Maybe, but unlikely. She is singing in good, clean and undisturbed voice when that noise appears. She wouldn't sound as good as she does if she were letting air out uncontrolled like that. She's singing, not puffing. The harpsichord mics also contribute to the reverb as well as her own mic (set to omni). That noise could be something else.

Quote:
Originally Posted by I-Quality
you say the mics are too far away, and doesn't fit your taste but what's the problem you perceive, too much reverb?
Yes, to me at least it is primarily the reverb. This is the hardest problem I find in larger, lively stone churches where sound bounces around for ever. I don't know where you recorded, but now and then I record in a stone church that is about 50m long 15-20 m wide and high. Lots of stone structures for sound to bounce from. Hardly anything (except audience of unpredictable size) that absorps sound. It's quite lively. Finding the balance between direct and reverb is tricky. On location I use headphones and they are more forgiving to reverb than speakers so back home over speakers there is invariably more reverb than I expected... I'm gradually learning. AFAIK all you can do is use directed pickup patterns, angle, height and distance. Move around until you think it sounds good. It will be a compromise. You get too close and you get too much of the mechanism and plectrums and also an unnatural timbre. Get too far away and you get too much reverb. One can experiment with height too.

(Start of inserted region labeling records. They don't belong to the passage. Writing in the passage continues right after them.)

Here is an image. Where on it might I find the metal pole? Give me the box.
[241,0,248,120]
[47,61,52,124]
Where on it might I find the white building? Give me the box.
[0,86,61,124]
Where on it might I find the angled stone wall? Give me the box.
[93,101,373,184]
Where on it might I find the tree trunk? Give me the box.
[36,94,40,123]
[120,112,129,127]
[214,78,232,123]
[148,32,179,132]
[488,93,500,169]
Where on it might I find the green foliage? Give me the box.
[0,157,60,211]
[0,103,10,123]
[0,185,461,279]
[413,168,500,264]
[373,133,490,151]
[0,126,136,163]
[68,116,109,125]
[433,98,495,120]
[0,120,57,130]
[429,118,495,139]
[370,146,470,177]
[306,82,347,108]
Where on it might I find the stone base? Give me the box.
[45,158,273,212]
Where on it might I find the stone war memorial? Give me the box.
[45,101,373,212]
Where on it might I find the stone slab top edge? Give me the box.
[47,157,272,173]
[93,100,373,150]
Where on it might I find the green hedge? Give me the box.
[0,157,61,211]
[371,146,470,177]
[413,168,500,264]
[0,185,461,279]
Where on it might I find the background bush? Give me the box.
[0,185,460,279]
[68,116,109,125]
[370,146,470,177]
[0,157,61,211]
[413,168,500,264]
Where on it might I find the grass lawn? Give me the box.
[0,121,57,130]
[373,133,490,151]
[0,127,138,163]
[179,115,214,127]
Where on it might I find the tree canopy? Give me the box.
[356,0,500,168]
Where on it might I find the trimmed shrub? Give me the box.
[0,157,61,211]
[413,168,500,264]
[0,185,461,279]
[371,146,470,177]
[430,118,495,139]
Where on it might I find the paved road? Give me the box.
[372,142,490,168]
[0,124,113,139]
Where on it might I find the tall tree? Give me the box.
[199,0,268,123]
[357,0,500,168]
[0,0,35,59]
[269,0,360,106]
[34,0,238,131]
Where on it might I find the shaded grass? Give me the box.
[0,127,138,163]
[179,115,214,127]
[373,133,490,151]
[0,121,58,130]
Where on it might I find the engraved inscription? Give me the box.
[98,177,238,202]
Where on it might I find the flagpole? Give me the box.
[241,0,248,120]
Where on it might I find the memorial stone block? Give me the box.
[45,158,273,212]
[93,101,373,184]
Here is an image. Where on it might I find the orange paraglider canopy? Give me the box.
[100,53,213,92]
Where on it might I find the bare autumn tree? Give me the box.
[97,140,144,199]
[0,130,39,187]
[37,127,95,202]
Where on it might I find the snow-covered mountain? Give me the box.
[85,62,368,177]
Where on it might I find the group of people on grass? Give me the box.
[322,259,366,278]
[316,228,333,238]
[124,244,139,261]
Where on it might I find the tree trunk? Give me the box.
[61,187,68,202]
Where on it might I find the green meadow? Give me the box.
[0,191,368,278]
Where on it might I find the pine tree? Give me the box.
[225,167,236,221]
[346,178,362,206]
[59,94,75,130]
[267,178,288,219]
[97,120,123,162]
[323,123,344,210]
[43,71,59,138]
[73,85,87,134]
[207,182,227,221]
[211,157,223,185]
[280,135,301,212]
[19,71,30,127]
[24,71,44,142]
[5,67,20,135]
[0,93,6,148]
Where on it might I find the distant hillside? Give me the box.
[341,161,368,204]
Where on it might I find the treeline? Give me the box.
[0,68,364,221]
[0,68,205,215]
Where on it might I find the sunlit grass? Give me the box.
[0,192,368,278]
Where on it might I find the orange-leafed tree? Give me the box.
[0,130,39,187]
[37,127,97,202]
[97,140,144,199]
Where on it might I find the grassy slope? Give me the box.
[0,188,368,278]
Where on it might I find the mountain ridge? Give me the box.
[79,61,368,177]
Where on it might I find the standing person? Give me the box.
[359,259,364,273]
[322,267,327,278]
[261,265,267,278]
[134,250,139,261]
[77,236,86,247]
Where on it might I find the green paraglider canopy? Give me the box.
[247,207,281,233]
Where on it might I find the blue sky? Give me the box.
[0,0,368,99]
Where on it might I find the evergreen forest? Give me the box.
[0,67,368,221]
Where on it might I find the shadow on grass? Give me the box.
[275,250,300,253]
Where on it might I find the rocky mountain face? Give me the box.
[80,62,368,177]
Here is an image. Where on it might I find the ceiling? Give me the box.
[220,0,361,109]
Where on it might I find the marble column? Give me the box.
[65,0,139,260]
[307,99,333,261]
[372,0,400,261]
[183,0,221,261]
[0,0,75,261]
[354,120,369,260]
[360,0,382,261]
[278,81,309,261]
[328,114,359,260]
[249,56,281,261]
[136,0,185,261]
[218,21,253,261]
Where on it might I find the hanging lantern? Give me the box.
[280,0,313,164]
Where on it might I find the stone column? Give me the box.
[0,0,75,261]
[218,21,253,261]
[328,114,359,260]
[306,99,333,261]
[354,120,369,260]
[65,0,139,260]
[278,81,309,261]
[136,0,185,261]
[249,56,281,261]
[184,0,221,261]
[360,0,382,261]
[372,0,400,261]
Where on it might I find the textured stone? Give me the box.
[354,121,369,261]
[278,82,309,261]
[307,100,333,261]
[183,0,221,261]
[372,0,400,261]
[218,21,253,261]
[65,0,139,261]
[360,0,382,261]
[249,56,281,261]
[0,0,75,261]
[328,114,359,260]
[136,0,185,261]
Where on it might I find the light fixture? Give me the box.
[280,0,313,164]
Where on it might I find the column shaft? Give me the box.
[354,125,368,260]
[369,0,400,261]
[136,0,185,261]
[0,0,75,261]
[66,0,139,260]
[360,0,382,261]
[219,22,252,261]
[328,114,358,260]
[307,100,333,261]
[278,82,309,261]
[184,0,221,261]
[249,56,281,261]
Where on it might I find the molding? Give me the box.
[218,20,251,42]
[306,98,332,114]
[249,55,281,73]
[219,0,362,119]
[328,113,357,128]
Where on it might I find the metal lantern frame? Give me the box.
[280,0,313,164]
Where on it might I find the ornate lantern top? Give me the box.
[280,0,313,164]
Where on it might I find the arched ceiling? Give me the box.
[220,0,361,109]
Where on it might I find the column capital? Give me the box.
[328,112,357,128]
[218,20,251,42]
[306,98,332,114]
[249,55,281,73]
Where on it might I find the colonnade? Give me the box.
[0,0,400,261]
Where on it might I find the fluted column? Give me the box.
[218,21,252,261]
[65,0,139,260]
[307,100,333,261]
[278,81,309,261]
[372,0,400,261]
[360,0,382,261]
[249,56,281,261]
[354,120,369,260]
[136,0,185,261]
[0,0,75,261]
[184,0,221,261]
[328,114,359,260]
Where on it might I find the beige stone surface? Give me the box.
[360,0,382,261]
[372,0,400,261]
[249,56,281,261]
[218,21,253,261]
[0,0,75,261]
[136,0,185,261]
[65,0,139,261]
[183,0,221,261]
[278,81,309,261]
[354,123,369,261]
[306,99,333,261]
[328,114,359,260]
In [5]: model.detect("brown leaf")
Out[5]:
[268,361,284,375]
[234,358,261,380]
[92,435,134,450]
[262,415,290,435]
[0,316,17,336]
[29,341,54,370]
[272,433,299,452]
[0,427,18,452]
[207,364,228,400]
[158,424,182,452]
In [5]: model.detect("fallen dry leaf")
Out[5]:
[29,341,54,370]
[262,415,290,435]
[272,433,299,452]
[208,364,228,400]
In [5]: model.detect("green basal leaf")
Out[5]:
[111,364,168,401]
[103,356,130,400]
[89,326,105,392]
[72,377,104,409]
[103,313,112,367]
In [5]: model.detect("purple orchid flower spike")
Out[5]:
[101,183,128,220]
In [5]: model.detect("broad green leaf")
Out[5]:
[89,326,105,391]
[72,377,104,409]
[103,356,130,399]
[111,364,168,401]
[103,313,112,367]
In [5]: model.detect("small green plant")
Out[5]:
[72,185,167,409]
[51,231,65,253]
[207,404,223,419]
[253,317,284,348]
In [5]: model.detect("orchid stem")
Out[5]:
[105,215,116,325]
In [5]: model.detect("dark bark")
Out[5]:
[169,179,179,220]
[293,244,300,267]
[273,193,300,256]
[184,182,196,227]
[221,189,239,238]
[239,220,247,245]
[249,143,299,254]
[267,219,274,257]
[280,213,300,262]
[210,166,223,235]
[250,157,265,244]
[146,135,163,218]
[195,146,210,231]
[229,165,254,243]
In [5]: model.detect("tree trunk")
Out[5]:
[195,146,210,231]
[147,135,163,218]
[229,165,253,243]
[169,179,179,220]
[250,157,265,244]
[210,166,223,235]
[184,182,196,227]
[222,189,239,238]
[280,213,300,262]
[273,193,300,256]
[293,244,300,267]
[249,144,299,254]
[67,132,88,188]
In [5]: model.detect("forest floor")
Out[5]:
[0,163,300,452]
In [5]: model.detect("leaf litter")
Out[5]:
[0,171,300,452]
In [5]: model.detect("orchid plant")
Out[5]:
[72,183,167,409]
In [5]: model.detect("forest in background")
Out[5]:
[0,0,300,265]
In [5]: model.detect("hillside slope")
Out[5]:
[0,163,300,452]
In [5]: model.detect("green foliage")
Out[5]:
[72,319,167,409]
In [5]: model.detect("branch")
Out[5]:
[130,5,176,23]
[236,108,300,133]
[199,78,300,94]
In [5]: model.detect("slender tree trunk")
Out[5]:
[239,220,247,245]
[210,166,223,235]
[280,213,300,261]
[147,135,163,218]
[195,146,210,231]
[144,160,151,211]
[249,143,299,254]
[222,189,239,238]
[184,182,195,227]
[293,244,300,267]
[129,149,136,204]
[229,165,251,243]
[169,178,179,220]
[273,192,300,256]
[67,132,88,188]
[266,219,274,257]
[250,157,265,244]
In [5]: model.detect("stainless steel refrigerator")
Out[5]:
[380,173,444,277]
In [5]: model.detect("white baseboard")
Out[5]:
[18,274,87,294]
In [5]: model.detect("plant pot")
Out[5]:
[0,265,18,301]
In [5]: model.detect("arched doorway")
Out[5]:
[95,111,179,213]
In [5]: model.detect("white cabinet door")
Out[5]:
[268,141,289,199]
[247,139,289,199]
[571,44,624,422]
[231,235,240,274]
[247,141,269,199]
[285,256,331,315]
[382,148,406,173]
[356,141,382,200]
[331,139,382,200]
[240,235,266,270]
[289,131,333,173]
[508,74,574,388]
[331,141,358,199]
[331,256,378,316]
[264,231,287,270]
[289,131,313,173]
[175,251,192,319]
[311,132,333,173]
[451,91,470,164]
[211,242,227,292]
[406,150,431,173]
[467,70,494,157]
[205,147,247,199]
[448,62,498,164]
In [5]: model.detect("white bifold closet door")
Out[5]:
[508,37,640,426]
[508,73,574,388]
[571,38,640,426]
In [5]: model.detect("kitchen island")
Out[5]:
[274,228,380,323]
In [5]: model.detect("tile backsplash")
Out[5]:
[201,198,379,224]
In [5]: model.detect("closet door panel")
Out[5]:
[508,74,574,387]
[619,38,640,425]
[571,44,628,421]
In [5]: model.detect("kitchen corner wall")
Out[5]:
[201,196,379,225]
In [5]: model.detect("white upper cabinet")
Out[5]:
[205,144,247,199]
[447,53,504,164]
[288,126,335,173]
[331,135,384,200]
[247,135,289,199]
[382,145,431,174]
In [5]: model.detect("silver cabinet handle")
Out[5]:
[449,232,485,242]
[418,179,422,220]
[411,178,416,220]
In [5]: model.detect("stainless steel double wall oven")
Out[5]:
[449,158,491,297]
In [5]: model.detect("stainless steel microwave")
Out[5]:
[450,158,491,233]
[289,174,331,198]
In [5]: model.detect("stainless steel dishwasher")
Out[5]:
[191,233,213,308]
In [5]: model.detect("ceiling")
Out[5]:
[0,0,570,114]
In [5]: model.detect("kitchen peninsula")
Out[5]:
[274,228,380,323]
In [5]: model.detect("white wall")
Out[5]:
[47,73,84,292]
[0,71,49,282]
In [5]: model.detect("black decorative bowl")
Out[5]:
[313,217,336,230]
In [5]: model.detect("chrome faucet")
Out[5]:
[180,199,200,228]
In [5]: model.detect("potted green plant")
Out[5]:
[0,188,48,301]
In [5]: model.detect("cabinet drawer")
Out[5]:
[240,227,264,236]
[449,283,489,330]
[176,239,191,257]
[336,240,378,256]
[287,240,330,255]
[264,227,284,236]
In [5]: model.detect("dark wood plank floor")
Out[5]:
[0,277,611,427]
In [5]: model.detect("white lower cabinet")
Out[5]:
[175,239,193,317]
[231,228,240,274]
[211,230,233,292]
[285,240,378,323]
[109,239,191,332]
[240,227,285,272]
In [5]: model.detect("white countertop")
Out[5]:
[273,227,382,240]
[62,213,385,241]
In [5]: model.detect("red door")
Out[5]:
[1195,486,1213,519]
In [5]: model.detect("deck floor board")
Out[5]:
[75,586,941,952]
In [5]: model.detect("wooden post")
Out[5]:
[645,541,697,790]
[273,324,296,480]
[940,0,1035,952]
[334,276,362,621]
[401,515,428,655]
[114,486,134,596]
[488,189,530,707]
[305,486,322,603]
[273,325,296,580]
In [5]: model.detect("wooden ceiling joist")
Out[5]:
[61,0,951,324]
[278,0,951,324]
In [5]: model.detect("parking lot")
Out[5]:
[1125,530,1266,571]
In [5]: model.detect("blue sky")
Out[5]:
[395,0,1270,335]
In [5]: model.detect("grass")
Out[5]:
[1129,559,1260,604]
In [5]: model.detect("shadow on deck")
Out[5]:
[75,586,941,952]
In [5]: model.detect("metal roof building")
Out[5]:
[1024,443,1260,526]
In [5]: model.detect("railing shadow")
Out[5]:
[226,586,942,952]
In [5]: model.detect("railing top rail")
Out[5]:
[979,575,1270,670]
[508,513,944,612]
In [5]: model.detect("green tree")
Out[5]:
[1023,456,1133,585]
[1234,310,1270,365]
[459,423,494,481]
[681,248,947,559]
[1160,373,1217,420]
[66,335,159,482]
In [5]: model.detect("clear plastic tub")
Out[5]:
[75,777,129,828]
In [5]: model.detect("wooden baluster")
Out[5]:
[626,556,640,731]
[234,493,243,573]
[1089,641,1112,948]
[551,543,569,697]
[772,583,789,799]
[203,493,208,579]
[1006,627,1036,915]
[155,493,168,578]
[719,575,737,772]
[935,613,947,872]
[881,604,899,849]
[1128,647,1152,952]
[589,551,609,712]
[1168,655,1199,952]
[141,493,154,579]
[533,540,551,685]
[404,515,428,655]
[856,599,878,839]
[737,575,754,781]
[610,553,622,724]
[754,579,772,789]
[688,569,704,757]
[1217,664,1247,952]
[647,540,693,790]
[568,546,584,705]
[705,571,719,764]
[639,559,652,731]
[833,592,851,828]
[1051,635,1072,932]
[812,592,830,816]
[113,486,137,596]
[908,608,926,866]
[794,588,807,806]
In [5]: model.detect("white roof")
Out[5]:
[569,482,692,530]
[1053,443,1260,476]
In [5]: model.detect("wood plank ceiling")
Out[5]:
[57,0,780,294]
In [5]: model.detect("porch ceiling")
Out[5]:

The soundonsound article you mentioned was made in a concert hall with a very different and controlled reverb.

Occasionally someone mentions the critical distance. In a place like this you probably don't want to be much farther out than that. In a place like this the critical distance is pretty short. Perhaps <2m.

Quote:
Originally Posted by I-Quality
i don't see her standing right in front of a mic...at least not on a live performance...
In cardioid she wouldn't need to be very close and shouldn't be either. Certainly not closer than 1-1,5m. As long as nothing obstructs the free "line of sight" between the mic and the singer you can have the mic higher then her looking down above the sight line of the audience or below looking up above the sight line. Small mics preferred. Anyone used the DPA compact cardioids 4021? They wouldn't be to visible as long as you could find a thin unpbtrusive stand for it.